Regional Gardening Reports :: National Gardening Association

Northern California Coastal & Inland Valleys

November, 2001
Regional Report

Rake Leaves

Rake fallen leaves and add them to the compost pile. If you don't have a compost pile, this is the perfect time of year to start one. There is nothing better for your garden than composted material. It can be used as a mulch or as a soil conditioner. Virtually all plants benefit from a treatment of compost. Besides, leaves left on the ground harbor slugs and snails, not to mention insect pests. Raking your garden beds clean make your garden look nicer too!

Plant Wildflowers

Wildflowers encourage beneficial insects and birds into your garden. November is the perfect time to plant them from seed because this is the time that they would naturally fall from the parent plant. Rake and clean a patch of soil in full sun and scatter the seeds over the surface.
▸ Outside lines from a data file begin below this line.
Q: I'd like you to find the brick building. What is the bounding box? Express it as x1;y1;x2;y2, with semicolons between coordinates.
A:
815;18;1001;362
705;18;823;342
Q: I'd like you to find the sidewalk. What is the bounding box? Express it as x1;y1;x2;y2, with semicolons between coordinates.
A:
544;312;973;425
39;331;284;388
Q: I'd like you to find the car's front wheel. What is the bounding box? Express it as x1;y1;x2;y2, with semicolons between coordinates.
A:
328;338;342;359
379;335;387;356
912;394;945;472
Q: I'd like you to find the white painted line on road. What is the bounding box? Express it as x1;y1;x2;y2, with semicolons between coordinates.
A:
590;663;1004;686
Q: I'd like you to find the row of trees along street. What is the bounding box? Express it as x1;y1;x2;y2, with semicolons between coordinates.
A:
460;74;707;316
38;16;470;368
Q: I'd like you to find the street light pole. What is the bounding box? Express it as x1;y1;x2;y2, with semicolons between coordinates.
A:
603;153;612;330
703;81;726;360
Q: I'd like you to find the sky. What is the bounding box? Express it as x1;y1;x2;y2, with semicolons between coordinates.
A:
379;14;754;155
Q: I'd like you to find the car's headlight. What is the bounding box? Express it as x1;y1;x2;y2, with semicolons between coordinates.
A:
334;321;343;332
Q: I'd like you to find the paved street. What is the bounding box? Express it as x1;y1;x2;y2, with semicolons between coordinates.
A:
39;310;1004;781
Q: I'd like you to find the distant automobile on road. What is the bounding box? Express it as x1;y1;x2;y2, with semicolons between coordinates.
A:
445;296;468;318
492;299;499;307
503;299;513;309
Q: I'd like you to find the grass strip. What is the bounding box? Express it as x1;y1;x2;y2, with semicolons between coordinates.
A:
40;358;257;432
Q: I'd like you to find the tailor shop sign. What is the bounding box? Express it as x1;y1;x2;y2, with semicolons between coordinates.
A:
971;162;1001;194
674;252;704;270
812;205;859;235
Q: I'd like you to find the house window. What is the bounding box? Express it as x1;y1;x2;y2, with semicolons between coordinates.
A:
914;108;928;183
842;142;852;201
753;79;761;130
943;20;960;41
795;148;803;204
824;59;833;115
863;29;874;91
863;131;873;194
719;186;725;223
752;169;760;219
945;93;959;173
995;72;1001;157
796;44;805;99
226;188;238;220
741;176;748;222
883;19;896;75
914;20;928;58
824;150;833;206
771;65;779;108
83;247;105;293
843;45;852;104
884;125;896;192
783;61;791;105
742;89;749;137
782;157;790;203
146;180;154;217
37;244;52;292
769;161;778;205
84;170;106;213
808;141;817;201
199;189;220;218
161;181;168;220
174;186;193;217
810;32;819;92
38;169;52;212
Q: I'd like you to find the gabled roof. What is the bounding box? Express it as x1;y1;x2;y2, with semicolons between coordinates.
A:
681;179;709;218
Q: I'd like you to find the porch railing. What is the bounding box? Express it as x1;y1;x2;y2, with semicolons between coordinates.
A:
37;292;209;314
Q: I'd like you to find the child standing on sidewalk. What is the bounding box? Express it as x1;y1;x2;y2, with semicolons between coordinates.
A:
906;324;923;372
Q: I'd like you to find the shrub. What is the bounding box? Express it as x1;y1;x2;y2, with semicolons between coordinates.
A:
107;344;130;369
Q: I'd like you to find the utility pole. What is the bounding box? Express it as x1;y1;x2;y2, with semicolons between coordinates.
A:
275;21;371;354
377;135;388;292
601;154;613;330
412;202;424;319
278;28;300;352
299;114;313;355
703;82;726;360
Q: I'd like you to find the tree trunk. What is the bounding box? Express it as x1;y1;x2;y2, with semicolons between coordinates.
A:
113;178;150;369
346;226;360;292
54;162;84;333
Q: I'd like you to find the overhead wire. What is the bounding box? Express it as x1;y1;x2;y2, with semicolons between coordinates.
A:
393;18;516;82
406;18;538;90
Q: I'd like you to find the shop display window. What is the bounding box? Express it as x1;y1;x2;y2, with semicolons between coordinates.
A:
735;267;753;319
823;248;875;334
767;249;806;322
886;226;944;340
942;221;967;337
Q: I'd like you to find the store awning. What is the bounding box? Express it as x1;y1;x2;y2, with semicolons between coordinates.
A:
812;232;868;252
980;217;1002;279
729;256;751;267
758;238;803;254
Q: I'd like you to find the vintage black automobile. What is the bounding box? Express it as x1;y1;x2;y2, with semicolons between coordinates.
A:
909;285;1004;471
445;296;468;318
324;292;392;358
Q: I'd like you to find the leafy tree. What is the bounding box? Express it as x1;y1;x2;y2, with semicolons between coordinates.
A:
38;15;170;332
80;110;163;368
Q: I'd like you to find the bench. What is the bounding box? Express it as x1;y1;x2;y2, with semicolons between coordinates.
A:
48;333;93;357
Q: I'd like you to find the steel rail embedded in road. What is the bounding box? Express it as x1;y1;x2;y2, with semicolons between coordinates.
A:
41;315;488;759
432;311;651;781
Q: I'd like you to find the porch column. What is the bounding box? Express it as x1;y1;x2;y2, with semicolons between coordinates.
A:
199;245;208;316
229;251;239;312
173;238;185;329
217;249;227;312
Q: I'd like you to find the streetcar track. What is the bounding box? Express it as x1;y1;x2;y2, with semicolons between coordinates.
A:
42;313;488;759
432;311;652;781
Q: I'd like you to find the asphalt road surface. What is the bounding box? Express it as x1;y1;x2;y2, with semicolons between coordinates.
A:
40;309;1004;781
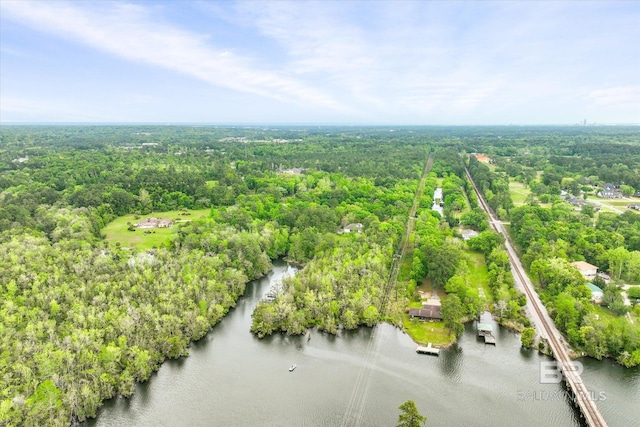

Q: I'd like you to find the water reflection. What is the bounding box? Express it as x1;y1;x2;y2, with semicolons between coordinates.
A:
86;262;638;427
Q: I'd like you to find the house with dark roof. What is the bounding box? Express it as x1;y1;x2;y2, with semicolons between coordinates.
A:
408;303;442;321
566;196;587;207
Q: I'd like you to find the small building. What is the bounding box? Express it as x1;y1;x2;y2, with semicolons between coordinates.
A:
477;311;496;344
472;153;491;163
432;187;444;216
136;217;174;229
433;187;443;205
587;282;604;303
477;311;493;337
342;223;363;233
408;304;442;321
461;229;479;241
571;261;598;280
565;196;588;208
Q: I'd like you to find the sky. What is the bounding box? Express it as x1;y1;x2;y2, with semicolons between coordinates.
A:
1;0;639;125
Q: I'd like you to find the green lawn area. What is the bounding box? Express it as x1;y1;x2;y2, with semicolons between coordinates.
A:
591;304;640;332
464;250;492;306
598;199;639;208
102;208;210;250
402;314;453;346
509;181;530;206
585;196;625;213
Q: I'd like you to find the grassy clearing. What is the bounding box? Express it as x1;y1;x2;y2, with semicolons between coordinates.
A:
102;208;210;250
509;181;530;206
402;314;453;346
606;201;637;207
585;196;624;213
464;250;492;305
592;304;640;331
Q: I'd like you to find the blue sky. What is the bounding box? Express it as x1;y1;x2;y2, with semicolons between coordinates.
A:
1;1;638;124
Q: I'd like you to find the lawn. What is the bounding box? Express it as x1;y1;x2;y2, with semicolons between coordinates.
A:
591;304;640;332
402;315;453;346
585;196;626;213
102;208;211;250
509;181;530;206
464;249;492;306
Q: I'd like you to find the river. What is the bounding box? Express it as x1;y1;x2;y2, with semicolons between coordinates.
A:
87;261;640;427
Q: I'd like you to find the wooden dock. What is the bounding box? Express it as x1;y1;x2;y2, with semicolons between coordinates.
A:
416;343;440;356
477;311;496;345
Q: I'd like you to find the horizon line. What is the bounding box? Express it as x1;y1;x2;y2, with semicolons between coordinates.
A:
2;122;639;127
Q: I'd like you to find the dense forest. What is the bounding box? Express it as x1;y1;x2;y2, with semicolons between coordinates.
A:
1;125;639;425
0;125;430;425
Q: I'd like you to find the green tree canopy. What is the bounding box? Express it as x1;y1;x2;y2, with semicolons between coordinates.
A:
396;400;427;427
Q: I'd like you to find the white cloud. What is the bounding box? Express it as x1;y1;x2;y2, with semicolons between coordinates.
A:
2;1;638;123
1;1;347;112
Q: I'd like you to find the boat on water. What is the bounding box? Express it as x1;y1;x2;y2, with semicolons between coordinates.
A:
288;364;296;372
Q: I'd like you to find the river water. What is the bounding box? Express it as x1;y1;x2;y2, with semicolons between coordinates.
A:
87;261;640;427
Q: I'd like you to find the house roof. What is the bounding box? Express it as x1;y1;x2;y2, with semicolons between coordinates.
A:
571;261;598;271
478;323;493;332
587;282;603;294
344;223;363;231
408;304;442;320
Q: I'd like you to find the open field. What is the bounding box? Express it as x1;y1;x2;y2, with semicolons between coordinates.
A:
509;181;530;206
585;195;640;212
103;208;211;250
464;250;492;305
592;303;640;329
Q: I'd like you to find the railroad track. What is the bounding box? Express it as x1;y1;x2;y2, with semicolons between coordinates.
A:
465;167;608;427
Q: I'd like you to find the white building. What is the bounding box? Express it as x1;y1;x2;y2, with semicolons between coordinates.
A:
571;261;598;280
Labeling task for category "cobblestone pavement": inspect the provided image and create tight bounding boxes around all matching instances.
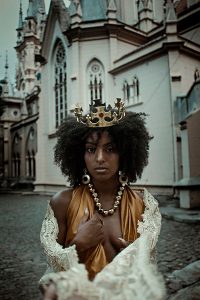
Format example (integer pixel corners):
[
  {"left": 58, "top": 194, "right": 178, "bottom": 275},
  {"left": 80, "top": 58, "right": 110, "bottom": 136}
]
[
  {"left": 156, "top": 218, "right": 200, "bottom": 296},
  {"left": 0, "top": 193, "right": 200, "bottom": 300},
  {"left": 0, "top": 193, "right": 48, "bottom": 300}
]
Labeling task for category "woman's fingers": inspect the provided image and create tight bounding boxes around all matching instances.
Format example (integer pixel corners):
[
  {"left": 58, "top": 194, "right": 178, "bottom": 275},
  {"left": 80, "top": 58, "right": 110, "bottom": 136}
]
[
  {"left": 43, "top": 283, "right": 57, "bottom": 300},
  {"left": 92, "top": 213, "right": 104, "bottom": 225},
  {"left": 118, "top": 237, "right": 128, "bottom": 247},
  {"left": 117, "top": 237, "right": 133, "bottom": 251},
  {"left": 79, "top": 208, "right": 90, "bottom": 225}
]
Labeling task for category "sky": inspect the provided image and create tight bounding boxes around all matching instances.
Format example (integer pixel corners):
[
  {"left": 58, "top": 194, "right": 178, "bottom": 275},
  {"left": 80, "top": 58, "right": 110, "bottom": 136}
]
[{"left": 0, "top": 0, "right": 54, "bottom": 84}]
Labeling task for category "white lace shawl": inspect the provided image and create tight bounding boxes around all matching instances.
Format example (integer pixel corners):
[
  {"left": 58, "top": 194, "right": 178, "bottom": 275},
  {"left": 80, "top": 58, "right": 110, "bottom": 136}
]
[{"left": 40, "top": 188, "right": 166, "bottom": 300}]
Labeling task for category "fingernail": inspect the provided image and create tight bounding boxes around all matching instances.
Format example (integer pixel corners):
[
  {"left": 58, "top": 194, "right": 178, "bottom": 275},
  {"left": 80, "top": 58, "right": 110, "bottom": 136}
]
[
  {"left": 84, "top": 207, "right": 89, "bottom": 214},
  {"left": 118, "top": 237, "right": 126, "bottom": 242}
]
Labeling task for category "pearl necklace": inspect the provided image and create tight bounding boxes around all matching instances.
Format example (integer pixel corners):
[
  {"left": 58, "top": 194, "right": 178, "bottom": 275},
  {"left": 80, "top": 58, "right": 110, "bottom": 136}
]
[{"left": 87, "top": 182, "right": 127, "bottom": 216}]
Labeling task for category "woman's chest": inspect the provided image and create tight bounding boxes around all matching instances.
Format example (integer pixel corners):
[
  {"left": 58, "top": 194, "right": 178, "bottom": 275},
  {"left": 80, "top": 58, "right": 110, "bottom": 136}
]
[{"left": 99, "top": 212, "right": 123, "bottom": 262}]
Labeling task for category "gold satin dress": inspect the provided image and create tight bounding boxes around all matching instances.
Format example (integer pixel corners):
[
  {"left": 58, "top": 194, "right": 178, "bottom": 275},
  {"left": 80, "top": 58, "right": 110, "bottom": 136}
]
[{"left": 65, "top": 184, "right": 144, "bottom": 279}]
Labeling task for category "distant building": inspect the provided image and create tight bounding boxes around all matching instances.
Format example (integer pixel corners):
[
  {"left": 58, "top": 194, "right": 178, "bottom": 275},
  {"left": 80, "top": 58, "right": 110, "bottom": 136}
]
[
  {"left": 0, "top": 0, "right": 46, "bottom": 189},
  {"left": 0, "top": 0, "right": 200, "bottom": 207}
]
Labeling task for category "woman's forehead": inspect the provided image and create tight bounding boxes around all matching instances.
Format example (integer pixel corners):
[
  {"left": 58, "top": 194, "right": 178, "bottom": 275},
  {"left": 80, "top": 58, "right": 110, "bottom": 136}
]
[{"left": 85, "top": 130, "right": 112, "bottom": 143}]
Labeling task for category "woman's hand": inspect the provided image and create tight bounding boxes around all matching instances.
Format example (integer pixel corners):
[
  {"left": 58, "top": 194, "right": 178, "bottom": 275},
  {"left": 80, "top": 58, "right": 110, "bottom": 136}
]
[
  {"left": 114, "top": 237, "right": 133, "bottom": 253},
  {"left": 43, "top": 283, "right": 57, "bottom": 300},
  {"left": 70, "top": 209, "right": 104, "bottom": 255}
]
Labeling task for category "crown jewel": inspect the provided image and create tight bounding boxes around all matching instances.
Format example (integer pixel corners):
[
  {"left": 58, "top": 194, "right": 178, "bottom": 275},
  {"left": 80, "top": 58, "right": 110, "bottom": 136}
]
[{"left": 74, "top": 99, "right": 126, "bottom": 127}]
Wildflowers do best if they don't have to compete with weeds. If you wish, you can cover with 1/4 inch of compost to protect the seeds from hungry birds. Water after planting.

Care for Indoor Plants

As the outside temperatures drop, the heater goes on inside the house. Dry, warm air is the ideal condition for spider mites, mealybugs and scale insects to thrive. Check indoor plants frequently for insect infestation and treat with a soap/oil spray if present. Mist plants frequently to keep humidity high or use a humidity tray made by placing gravel in the saucer under each plant. Water collects in the gravel and evaporates back up through the foliage providing much needed humidity, while preventing the roots from sitting in water.

Dig and Divide Ornamental Grasses

Ornamental grasses get pretty ratty looking this time of year. I like to pull them from the soil, divide the root into several pieces and then give the divisions a \"flat top\" before putting them back in place in the garden or in containers. Cover the prepared plants with a thick layer of compost to protect from frosts. Water after you have completed these tasks to settle the soil around the roots. Don\'t expect them to do much before spring rolls around.

Cut Back Dusty Miller

Senecio Cineraria is a beautiful gray foliage plant that is a perfect contrast plant in the garden. The fuzzy foliage seems to pick up light and draw attention to any area it is planted. However, this time of year, the plants have finished their summer bloom and looking pretty bad. Cut back to within 3 inches of the ground if you wish, or simply remove the faded flower stalks to keep dusty miller compact and lush.